12La question de l’ajustement de la dépendance et des besoins mutuels reste entière et ne reçoit pas de réponse dans l’exposé du système du commerce. De fait, c’est dans sa théorie de la monnaie (livre XXII) que nous trouverons le détail des facteurs qui permettent de fixer le rapport de dépendance entre deux nations, interprétable en termes de richesse relative. En tout état de cause, cette loi de réciprocité ne peut accéder à sa pleine validité que si l’on suppose, avec Montesquieu, qu’à l’occasion de l’échange matériel, toujours déséquilibré et presque toujours injuste15, c’est autre chose qui circule ; ou pour le dire d’une autre manière, plus proche de la réalité du texte, à condition d’admettre que le commerce est pensé sur un autre modèle relationnel qui est celui de la communication16 pour lequel celui qui s’appauvrit a quand même quelque chose à gagner au compte de son humanité.
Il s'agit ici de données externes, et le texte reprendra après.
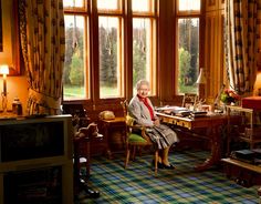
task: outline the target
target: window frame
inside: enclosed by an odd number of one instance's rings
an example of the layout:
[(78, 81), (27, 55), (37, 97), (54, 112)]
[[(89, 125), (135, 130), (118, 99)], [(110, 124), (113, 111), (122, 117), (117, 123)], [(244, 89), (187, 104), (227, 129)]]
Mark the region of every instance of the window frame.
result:
[[(152, 71), (152, 79), (150, 79), (150, 86), (153, 90), (153, 96), (158, 94), (158, 85), (157, 85), (157, 72), (158, 72), (158, 2), (159, 0), (152, 0), (154, 3), (154, 11), (153, 12), (132, 12), (132, 2), (129, 0), (119, 0), (122, 1), (119, 4), (122, 7), (118, 10), (105, 10), (98, 9), (95, 3), (96, 0), (84, 0), (83, 8), (64, 8), (64, 14), (80, 14), (86, 18), (86, 33), (85, 34), (85, 42), (87, 42), (86, 49), (88, 53), (85, 57), (85, 63), (90, 65), (88, 71), (85, 73), (85, 79), (88, 79), (86, 83), (88, 83), (88, 88), (86, 88), (86, 99), (66, 99), (63, 100), (65, 103), (82, 103), (82, 104), (93, 104), (95, 109), (95, 104), (108, 104), (114, 101), (122, 100), (124, 98), (130, 98), (133, 93), (133, 89), (128, 89), (133, 86), (133, 45), (129, 43), (133, 40), (133, 32), (132, 32), (132, 20), (133, 18), (153, 18), (154, 23), (152, 23), (152, 43), (155, 44), (155, 49), (152, 49), (153, 52), (150, 53), (152, 65), (154, 65)], [(123, 21), (122, 24), (122, 57), (119, 59), (119, 63), (123, 64), (121, 68), (122, 76), (119, 79), (121, 84), (121, 95), (119, 98), (100, 98), (100, 68), (98, 68), (98, 17), (119, 17)], [(154, 78), (154, 80), (153, 80)]]
[[(199, 19), (199, 67), (198, 67), (198, 71), (201, 67), (203, 67), (203, 34), (205, 34), (205, 27), (203, 27), (203, 0), (200, 0), (200, 10), (188, 10), (188, 11), (179, 11), (178, 6), (179, 0), (175, 0), (175, 30), (176, 33), (178, 33), (178, 21), (179, 19), (192, 19), (192, 18), (198, 18)], [(176, 34), (175, 38), (175, 59), (176, 59), (176, 63), (175, 63), (175, 92), (177, 94), (181, 94), (178, 89), (179, 89), (179, 84), (178, 84), (178, 76), (179, 76), (179, 39), (178, 39), (178, 34)]]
13Comme nous le verrons plus bas, cette théorie de la monnaie a ceci d’intéressant qu’elle semble constituer une théorie générale du signe social à une époque où la conception même du signe subissait les profondes mutations qui accompagnaient la formation de savoirs nouveaux intégrant l’analyse expérimentale, les probabilités et la combinatoire, et conditionnés par le préalable d’une dissociation du signe et de la ressemblance au profit de la représentation17.

14Le Chapitre 3 du livre XXII distingue entre monnaies réelles et monnaies idéales.
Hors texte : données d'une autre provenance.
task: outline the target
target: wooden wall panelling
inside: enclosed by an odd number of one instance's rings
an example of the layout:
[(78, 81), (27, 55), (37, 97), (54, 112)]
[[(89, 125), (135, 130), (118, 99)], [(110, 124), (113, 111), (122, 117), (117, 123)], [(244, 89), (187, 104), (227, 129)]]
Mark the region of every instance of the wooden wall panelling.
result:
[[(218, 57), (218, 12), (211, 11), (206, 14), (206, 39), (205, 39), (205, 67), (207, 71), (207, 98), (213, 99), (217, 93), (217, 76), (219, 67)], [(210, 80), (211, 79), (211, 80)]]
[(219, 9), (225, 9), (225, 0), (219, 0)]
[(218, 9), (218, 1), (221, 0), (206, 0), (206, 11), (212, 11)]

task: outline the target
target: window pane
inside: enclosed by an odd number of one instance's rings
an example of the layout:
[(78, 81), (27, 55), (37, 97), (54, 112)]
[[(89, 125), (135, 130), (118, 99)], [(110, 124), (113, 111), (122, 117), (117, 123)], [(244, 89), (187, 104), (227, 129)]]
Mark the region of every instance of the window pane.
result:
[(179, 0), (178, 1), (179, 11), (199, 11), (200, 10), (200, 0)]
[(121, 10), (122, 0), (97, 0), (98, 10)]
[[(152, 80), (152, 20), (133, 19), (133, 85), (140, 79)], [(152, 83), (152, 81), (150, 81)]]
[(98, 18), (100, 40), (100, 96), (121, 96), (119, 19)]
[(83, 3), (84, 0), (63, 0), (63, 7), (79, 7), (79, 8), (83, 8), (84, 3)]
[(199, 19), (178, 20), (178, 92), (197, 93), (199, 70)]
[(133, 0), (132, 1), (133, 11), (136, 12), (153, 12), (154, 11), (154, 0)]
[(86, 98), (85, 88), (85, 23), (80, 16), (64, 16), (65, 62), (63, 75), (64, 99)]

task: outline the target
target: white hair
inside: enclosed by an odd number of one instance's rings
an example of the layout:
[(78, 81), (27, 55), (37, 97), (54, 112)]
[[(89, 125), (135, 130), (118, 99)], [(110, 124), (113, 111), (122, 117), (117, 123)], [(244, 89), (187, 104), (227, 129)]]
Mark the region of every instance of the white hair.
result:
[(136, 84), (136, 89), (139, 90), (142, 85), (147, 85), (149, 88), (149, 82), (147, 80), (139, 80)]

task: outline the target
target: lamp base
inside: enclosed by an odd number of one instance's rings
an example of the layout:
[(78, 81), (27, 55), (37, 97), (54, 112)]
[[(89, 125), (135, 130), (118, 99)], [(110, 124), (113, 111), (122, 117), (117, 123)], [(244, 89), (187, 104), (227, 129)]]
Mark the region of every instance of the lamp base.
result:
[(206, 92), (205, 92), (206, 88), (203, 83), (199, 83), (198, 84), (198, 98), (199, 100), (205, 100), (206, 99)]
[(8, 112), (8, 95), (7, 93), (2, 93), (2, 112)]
15La monnaie réelle c’est celle qui représente la valeur de son titre en métal ; la monnaie est d’autant moins réelle, ou d’autant plus idéale, que sa valeur réelle s’éloigne de sa valeur affichée. Il est intéressant d’observer que ce que l’on pourrait appeler l’idéalisation de la monnaie, c'est-à-dire le fait pour une monnaie de se rapprocher de l’abstraction (ou de l’arbitraire) du signe, est perçue comme l’effet d’une opération frauduleuse qui finit, à la suite des retranchements successifs du métal fin, par vider le signe monétaire de sa substance. Même si Montesquieu concède qu’il s’agit là d’une tendance historique presque inéluctable, il n’en prône pas moins une attitude volontariste qui tient à la fois de l’éthique et de l’art politique :

Pour ôter la source des abus, ce sera une très bonne chose dans tous les pays où l’on voudra faire fleurir le commerce, que celle qui ordonnera qu’on emploiera des monnaies réelles, et que l’on ne fera point d’opération qui puisse les rendre idéales.18

16Cet attachement à une monnaie titrée ne s’explique pas par le seul réflexe thésaurisateur du petit gentilhomme bordelais, non plus d’ailleurs que par le traumatisme de l’affaire Law ; plus profondément, c’est dans la conception même du fonctionnement du signe monétaire comme signe naturel qu’une telle position trouve sa justification.

17Le chapitre 2 qui posait une définition de la nature de la monnaie, “ la monnaie est un signe qui représente la valeur de toutes les marchandises ”, prenait grand soin de l’affecter d’une loi de réversibilité :

de même que l’argent est un signe d’une chose et la représente ; chaque chose est un signe de l’argent et le représente.

18C’est cette loi de réciprocité qui crée, à ses yeux, les conditions d’une certaine continuité de l’espace commercial unifié à l’échelle planétaire, dans lequel les choses sont signes les unes des autres et l’argent est signe de l’argent (change) 19.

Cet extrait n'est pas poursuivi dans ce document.